Bogdarnia fabrique une trentaine de types de fromage répondant aux normes européennes. Celui à la pâte la plus dure est le « Johnosan », âgé de cinq mois et ressemblant au parmesan. Il y a le « Krasny Oktiabr » (Octobre rouge) orange et âpre, le « Tovarichtch » (« Camarade ») saumâtre mi-dur et troué, le « Sun Blue » avec une moisissure noble et qui sert notamment à la préparation d’une glace incroyable dans le restaurant-étable. Néanmoins, le plus intéressant s’est avéré le fromage « Chambala » avec des graines de fenugrec. « C'est notre préféré », déclare-t-il en souriant.

Ils produisent également du gouda, du cheddar et de la caciotta. Pour ce qui est de la mozzarella et du tchetchil (un fromage arménien au goût fumé, populaire en Russie), John se montre plus réservé : « Je ne comprends pas ces fromages », dit-il en haussant les épaules.

En plus du fromage, son propre lait est utilisé pour la fabrication de yaourt, de kéfir, de crème épaisse, de fromage blanc et de beurre.

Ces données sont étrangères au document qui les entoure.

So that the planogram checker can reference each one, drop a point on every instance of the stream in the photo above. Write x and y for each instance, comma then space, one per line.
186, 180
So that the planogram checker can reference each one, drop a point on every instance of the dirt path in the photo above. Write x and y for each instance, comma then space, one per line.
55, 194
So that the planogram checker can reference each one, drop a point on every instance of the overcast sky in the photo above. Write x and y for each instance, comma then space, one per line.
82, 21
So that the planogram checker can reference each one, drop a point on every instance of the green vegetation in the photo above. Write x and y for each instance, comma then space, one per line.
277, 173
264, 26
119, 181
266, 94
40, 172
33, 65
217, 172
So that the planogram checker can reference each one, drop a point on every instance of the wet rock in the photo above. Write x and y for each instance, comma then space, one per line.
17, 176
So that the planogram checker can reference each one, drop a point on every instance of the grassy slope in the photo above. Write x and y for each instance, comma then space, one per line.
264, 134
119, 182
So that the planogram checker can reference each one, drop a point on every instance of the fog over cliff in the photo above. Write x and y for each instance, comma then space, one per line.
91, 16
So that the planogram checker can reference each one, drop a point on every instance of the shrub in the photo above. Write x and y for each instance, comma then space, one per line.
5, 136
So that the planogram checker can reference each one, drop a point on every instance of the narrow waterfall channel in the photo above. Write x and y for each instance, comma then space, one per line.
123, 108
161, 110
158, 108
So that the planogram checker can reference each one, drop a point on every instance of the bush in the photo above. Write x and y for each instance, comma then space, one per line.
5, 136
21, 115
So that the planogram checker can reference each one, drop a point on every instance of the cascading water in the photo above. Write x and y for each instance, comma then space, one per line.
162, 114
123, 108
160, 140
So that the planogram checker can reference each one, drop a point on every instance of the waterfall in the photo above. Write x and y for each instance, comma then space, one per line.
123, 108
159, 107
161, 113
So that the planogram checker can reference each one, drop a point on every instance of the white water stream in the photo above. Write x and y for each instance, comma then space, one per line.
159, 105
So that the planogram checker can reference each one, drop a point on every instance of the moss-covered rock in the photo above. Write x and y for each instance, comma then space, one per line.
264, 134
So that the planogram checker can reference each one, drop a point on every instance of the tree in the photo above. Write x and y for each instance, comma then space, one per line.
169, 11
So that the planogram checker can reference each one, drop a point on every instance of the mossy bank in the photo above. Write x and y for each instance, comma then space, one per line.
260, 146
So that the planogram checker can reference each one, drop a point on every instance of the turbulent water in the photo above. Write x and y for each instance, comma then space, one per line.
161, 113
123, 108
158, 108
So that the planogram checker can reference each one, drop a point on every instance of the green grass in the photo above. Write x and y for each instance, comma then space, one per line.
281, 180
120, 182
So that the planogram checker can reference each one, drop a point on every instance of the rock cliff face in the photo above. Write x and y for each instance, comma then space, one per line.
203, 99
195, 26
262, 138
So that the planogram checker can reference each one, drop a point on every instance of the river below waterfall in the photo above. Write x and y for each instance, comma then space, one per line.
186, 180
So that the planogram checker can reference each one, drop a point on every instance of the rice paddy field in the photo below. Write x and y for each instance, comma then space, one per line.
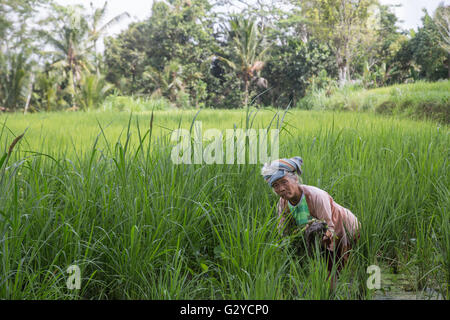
100, 191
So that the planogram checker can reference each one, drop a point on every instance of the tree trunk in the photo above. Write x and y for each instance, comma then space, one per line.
246, 84
30, 91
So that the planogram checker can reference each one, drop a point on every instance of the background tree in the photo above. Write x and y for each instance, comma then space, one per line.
340, 23
248, 53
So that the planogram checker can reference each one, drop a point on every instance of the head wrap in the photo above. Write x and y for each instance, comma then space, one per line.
279, 168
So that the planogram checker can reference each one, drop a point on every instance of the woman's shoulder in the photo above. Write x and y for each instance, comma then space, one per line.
312, 191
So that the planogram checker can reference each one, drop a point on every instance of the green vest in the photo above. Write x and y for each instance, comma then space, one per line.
300, 212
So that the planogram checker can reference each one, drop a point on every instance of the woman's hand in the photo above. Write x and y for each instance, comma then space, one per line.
327, 239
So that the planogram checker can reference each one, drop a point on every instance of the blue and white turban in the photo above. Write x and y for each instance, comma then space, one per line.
279, 168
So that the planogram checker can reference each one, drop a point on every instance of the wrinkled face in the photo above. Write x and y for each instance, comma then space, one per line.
286, 188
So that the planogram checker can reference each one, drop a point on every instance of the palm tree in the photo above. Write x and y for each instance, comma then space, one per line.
248, 53
71, 46
169, 82
95, 30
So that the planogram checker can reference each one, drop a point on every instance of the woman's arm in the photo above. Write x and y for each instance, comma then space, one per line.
322, 211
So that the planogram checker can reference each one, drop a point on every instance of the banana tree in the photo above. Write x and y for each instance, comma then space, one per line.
248, 53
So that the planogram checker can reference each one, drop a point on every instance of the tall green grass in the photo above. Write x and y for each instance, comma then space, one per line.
102, 193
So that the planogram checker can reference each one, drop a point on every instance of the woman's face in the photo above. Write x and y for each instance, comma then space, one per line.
287, 188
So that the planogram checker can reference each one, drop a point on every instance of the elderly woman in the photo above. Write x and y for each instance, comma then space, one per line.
300, 203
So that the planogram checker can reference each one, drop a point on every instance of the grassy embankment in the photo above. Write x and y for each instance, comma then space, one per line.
420, 100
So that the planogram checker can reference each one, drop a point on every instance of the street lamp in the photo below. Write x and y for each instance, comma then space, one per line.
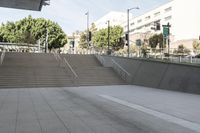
88, 42
128, 41
108, 36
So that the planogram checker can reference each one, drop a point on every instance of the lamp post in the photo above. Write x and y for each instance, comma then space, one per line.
108, 36
128, 41
88, 42
46, 41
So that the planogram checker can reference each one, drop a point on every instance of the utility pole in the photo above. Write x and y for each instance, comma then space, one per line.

Une partie du lait de la ferme Rojdestvo est en outre achetée par des entreprises pour la production de nourriture infantile.

Les visiteurs peuvent déguster tous ces produits laitiers sous différentes formes ainsi que des syrniki à la ricotta avec de la semoule au lieu de la farine et du cheese-cake selon la recette spéciale de John Kopisky : une masse de fromage à la crème est déposée sur une base de pâte sablée, avant d’être congelée. Ces desserts délicats et légers ont même été reconnus en novembre 2020 par le projet national « Carte gastronomique de la Russie ».

Une ferme familiale

En plus de John et Nina, leurs fils travaillent également à la ferme, ce qui ravit le couple.

Vassili, 23 ans, anime par exemple pour les invités des ateliers dédiés à la cuisson des steaks de bœuf, et il sait littéralement tout à leur sujet. « Toute notre viande est vieillie à sec, même la farce, et il n'est pas nécessaire de la garder longtemps sur le feu, elle est prête en quelques minutes, précise-t-il, en vérifiant l'état de préparation d’un steak avec un thermomètre-sonde spécial. Après l’avoir grillée, il faut envelopper la viande dans du papier d'aluminium et la laisser reposer un moment, elle sera alors très savoureuse ». Pour les épices, il suffit d'utiliser du gros sel de mer. Du poivre peut être ajouté à convenance.

Il admet lui-même que depuis de nombreuses années, il ne mange que de la viande, des produits laitiers et du pain provenant de la ferme familiale et qu'il se sent bien.